Tyler texted after the game that as long as Arizona has Derek Williams we will never lose to ASU again. Greg Hansen wrote this morning that Miller's first game against ASU mirrored Olson's first victory. Hansen, who loves Miller even more than I do, predicted that the Cats could go on an Olson-esque streak against the Devils. His evidence, the way that Sendeck got flustered during the game.

It was a glorious night and the Cats have a chance to make it truly meaningful. If we were to win at home against Stanford on Thursday we would be playing for the lead of the Pac-10 on Saturday at home against Cal and then heading to Seattle to play pre-season favorite Washington. This is a huge stretch for the Cats and we are playing as well as we have all season.
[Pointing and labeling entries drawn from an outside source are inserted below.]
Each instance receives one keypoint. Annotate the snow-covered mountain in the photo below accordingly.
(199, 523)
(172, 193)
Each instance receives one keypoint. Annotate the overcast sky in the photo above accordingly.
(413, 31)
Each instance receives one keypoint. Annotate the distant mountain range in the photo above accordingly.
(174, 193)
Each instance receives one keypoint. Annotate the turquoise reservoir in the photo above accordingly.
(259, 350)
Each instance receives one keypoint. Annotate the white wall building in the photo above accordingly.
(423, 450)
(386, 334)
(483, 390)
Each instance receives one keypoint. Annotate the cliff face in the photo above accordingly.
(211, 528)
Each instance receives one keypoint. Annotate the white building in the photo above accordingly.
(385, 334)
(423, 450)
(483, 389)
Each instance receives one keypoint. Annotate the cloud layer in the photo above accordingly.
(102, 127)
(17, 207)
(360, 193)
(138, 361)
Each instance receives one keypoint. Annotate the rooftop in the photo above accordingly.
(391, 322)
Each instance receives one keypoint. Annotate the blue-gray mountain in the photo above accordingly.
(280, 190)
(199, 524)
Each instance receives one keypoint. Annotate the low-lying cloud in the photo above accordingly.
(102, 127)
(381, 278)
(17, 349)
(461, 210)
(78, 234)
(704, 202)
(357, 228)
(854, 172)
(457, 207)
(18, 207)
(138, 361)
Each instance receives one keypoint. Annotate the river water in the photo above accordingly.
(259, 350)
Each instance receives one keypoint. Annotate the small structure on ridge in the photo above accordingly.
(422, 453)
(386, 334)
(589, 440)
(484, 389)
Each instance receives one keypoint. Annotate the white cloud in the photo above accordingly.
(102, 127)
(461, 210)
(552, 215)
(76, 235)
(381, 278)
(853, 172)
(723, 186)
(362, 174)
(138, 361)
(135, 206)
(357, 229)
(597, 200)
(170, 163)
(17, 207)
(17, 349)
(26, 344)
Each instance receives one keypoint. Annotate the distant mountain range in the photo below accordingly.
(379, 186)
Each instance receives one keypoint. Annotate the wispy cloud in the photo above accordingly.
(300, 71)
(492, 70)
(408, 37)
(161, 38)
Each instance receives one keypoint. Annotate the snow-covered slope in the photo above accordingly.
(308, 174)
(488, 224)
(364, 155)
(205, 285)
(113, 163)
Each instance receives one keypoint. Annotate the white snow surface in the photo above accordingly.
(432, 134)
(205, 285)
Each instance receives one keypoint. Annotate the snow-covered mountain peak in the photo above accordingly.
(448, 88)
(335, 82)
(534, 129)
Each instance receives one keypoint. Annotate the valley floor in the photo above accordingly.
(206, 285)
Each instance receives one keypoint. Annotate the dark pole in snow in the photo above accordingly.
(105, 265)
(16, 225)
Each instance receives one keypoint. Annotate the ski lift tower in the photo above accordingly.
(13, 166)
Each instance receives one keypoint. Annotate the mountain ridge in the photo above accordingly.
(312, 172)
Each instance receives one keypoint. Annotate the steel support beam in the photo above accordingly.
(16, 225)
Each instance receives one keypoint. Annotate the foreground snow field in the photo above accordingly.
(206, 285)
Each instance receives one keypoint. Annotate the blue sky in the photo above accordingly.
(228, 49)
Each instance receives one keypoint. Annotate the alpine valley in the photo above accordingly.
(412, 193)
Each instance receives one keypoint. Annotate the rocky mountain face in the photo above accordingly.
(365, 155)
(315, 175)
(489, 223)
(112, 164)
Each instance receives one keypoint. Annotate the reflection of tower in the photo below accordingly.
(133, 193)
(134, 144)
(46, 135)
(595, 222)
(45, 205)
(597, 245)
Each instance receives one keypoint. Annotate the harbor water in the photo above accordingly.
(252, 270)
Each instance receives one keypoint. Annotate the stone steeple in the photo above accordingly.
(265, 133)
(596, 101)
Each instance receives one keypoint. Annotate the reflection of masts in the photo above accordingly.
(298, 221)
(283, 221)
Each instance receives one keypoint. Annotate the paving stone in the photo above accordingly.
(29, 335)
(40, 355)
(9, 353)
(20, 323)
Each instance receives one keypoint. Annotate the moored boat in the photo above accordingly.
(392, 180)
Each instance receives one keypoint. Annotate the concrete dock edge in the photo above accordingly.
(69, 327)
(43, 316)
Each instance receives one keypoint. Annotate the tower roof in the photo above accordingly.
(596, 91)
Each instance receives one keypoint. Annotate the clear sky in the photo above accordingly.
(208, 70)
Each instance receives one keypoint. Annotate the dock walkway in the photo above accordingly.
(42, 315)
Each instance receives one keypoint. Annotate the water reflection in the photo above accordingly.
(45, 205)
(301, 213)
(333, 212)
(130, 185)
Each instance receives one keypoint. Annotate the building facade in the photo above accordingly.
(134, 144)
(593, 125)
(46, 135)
I can't help feeling that our inexperience will creep up again and make us lose an easy game (maybe Stanford) but our returning players Fogg, Wise and Horne are really sharing the leadership load.

We will find out in the next two weeks if Joe Lunardi will continue to ignore us.

Bear Down!

Monday, January 18, 2010

Spectacularly Overmatched


As I watched the Cardinals make Reggie Bush seem like he was back at USC this weekend I couldn't help thinking that Arizona sports teams have made it a recent tradition to get completely blown out on the big stage. The Arizona Wildcat football team in the Holiday Bowl, the Arizona Wildcat basketball team in the Sweet 16 against Lousiville and now the Cards. Is this the beginning of a trend? Why have we been getting so outclassed in recent games?